• Ana Sayfa
  • Çatışma Geliyorum Demez, Gelir! Peki, Hazır Mısın?
Makaleler 04/04/2025

Çatışma Geliyorum Demez, Gelir! Peki, Hazır Mısın?

Psk. Maide Sena Tüfekci Psikoloji
Psk. Maide Sena Tüfekci
Psikoloji

Çatışma sizce ne demek? Seslerinizi duyar gibiyim: “kötüdür, sonu kavgayla biter, ilişkiyi yıpratır, hiç olmamasını isterim, annem ve babamdır, haksızlıktır”.

İnsanın var oluşundan beri çatışma vardır ve var olacaktır. Bu yüzden çatışmanın işlevsel yönünü anlayabilmek kendimizi, bakış açımızı, ilişkilerimizi ve yeni oluşabilecek bağlantılarımızı olumlu yönde etkiler.

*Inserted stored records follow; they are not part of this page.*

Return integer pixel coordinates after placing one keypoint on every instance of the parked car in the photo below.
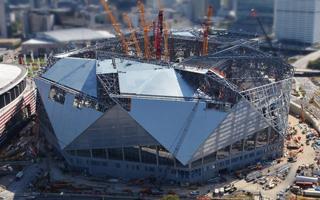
(195, 193)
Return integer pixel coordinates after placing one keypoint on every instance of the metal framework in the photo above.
(234, 70)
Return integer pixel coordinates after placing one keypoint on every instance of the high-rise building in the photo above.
(37, 21)
(264, 9)
(3, 20)
(199, 9)
(297, 20)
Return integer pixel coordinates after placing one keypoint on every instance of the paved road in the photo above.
(304, 158)
(303, 62)
(19, 186)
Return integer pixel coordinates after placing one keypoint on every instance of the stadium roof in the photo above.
(74, 34)
(76, 73)
(146, 79)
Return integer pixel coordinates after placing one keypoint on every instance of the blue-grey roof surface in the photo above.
(165, 121)
(76, 73)
(67, 121)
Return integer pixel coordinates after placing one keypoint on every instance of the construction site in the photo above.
(180, 106)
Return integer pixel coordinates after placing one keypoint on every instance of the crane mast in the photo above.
(115, 26)
(205, 44)
(165, 40)
(145, 29)
(133, 34)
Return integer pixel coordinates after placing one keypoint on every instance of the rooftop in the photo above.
(9, 76)
(74, 34)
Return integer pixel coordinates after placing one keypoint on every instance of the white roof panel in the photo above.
(74, 34)
(106, 67)
(164, 82)
(146, 79)
(76, 73)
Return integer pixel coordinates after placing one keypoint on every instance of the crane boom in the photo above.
(205, 44)
(115, 26)
(253, 13)
(133, 33)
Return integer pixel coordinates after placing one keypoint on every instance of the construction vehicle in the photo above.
(115, 26)
(133, 34)
(206, 31)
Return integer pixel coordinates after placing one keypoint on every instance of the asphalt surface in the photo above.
(18, 186)
(306, 157)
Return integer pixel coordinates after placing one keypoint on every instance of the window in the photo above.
(237, 147)
(223, 153)
(131, 154)
(210, 158)
(7, 98)
(99, 153)
(250, 143)
(196, 163)
(71, 152)
(2, 102)
(83, 153)
(262, 138)
(148, 154)
(57, 94)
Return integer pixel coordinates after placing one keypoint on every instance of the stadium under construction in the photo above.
(187, 110)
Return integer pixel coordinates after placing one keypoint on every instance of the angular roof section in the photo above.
(76, 73)
(115, 128)
(165, 121)
(67, 121)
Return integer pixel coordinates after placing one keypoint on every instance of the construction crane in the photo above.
(115, 26)
(253, 13)
(207, 24)
(165, 41)
(145, 27)
(133, 34)
(159, 33)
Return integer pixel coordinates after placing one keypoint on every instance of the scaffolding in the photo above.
(234, 70)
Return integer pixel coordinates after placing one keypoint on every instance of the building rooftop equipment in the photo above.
(9, 76)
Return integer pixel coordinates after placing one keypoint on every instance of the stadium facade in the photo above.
(120, 116)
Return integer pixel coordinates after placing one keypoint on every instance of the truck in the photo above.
(311, 193)
(19, 175)
(306, 179)
(304, 185)
(253, 175)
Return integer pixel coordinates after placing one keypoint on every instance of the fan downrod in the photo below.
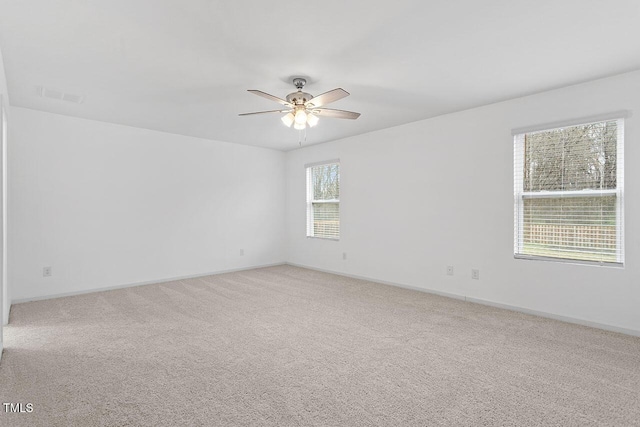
(299, 82)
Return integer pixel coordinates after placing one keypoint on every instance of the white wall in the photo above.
(439, 192)
(107, 205)
(4, 106)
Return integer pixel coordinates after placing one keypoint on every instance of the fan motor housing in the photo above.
(299, 97)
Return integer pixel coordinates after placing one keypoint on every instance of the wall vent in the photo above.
(45, 92)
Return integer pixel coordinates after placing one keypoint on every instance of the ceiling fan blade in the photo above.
(265, 112)
(336, 114)
(327, 97)
(271, 97)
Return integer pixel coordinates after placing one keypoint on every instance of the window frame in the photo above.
(520, 195)
(310, 201)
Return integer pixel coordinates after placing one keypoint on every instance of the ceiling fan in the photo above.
(303, 109)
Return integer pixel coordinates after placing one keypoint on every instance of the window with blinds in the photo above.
(323, 200)
(568, 202)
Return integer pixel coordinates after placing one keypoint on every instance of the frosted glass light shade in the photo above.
(288, 120)
(301, 117)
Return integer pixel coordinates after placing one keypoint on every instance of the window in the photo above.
(323, 200)
(569, 193)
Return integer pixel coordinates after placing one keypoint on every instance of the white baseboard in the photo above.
(131, 285)
(544, 314)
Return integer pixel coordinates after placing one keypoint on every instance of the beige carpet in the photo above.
(285, 346)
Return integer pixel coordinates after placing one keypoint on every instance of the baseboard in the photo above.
(131, 285)
(567, 319)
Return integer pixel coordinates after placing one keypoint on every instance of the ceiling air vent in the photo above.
(59, 95)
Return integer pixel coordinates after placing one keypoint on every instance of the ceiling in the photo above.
(184, 66)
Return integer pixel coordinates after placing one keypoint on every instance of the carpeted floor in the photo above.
(285, 346)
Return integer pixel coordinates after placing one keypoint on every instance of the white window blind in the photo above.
(323, 200)
(568, 193)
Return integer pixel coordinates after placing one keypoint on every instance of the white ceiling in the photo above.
(184, 66)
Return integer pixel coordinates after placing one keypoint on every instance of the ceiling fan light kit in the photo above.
(303, 109)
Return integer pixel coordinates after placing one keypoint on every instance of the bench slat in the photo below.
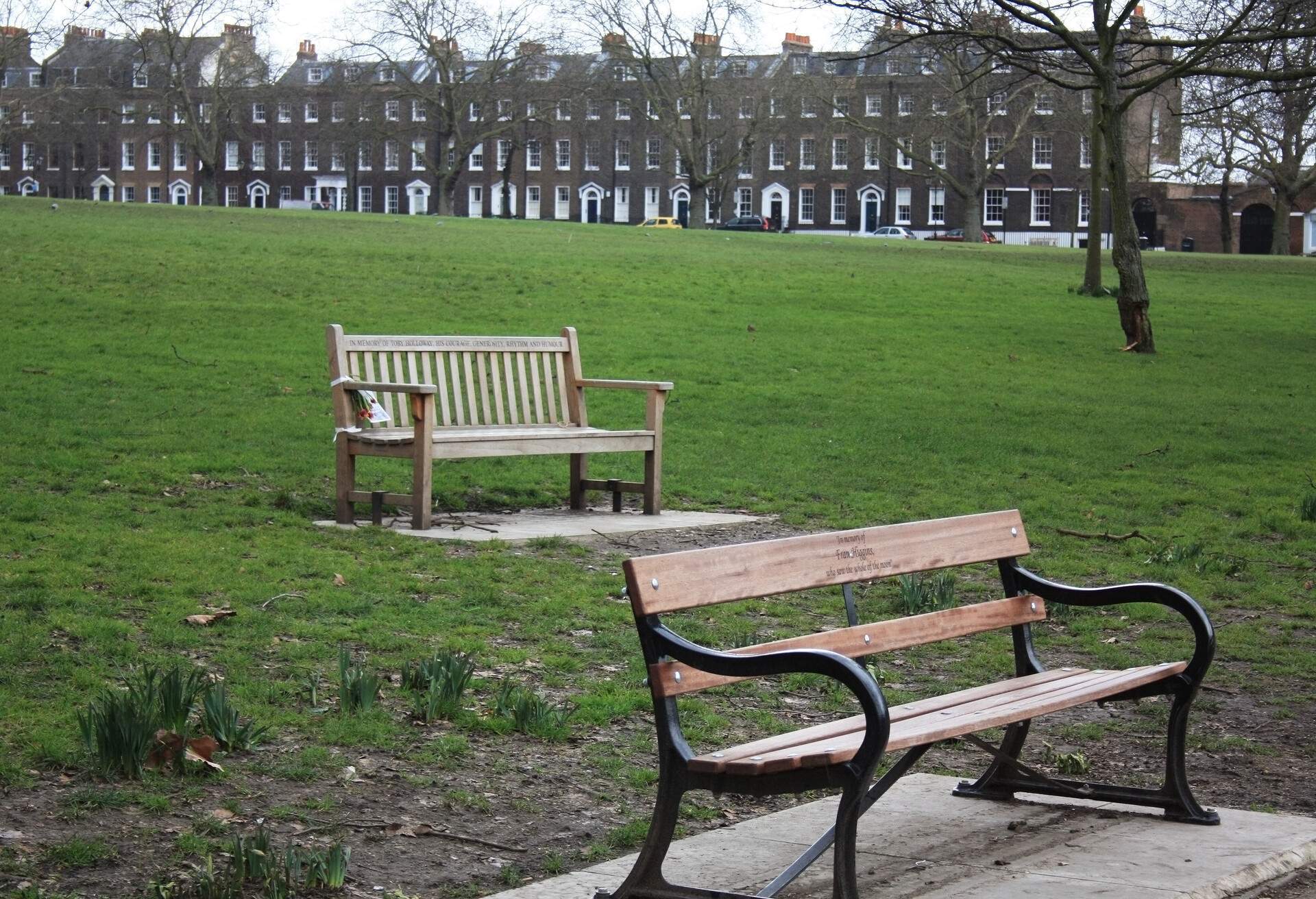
(722, 574)
(882, 636)
(954, 717)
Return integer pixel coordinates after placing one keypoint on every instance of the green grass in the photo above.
(169, 431)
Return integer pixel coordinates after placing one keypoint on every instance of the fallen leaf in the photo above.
(211, 617)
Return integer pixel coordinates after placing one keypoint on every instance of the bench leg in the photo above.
(579, 469)
(345, 481)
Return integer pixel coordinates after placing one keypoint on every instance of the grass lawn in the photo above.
(170, 441)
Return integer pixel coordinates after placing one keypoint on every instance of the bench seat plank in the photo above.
(938, 717)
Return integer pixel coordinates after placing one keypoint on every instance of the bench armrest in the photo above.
(389, 387)
(1131, 593)
(625, 384)
(792, 661)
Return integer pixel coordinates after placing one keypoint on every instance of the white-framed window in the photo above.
(1041, 206)
(1041, 150)
(838, 206)
(808, 153)
(905, 206)
(806, 206)
(994, 206)
(872, 153)
(936, 206)
(903, 148)
(840, 153)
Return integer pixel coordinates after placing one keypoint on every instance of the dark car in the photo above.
(957, 234)
(745, 223)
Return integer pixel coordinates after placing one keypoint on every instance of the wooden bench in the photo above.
(845, 753)
(461, 398)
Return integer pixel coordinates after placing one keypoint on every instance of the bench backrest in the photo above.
(482, 381)
(722, 574)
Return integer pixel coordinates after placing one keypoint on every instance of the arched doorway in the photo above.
(1144, 220)
(1256, 228)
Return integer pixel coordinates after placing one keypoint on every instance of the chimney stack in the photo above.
(796, 44)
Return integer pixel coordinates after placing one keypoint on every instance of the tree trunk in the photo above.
(973, 217)
(1226, 214)
(1095, 210)
(1281, 230)
(1134, 299)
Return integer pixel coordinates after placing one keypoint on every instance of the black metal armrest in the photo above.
(791, 661)
(1130, 593)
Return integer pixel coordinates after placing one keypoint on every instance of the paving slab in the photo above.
(528, 524)
(921, 841)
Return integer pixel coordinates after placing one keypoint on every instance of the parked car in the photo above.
(745, 223)
(898, 232)
(957, 234)
(661, 221)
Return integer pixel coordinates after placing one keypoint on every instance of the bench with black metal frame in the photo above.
(844, 754)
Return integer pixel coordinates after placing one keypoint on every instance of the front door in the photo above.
(870, 214)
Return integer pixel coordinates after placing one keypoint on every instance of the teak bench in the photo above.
(461, 398)
(844, 753)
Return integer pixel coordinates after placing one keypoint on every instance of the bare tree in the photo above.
(1107, 48)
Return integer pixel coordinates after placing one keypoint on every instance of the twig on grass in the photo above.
(1103, 536)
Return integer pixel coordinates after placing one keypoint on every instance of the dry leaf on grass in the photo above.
(210, 617)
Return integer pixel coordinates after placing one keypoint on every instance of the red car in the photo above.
(957, 234)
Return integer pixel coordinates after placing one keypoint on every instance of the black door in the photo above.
(1256, 228)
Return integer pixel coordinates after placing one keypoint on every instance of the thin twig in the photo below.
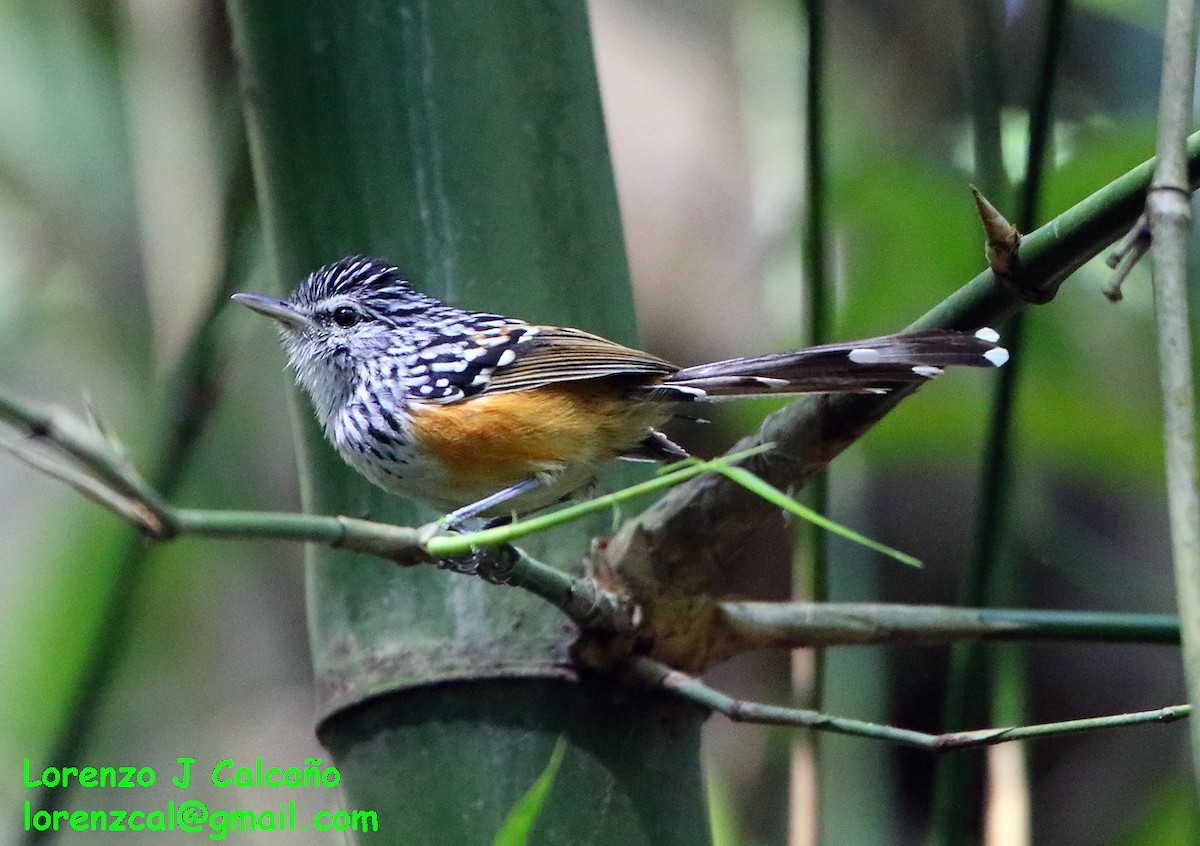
(652, 673)
(811, 624)
(1169, 214)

Çatışmak köken olarak iki kuvvetin sertçe birbirine çatması anlamına gelir. Bunlar nesne olabilir, kişi olabilir, düşünce olabilir veya duygu olabilir. İki kuvvetin birbirine çatması için bağlantı ve/veya temas gereklidir. Oluşan temas ve bağlantı sayesinde iki kuvvet yeni ve tek kuvvet oluşturabilme ihtimaline sahiptir. Birbirlerinin kuvvetleriyle birlikte kendilerine yeni bir kuvvet katabilirler. Ya da kuvvetlerini doğru bir şekilde aktaramadığı için kendi kuvvetlerinin oluşturduğu enerjiyi de kaybedebilirler. Bu yüzden kendi kuvvetinin farkında olabilmek, karşındaki kuvveti anlamaya çalışmak ve birlikte bir kuvvet oluşturduktan sonra ortaya çıkabilecek yeni kuvvetin enerjisini görebilmek önemlidir.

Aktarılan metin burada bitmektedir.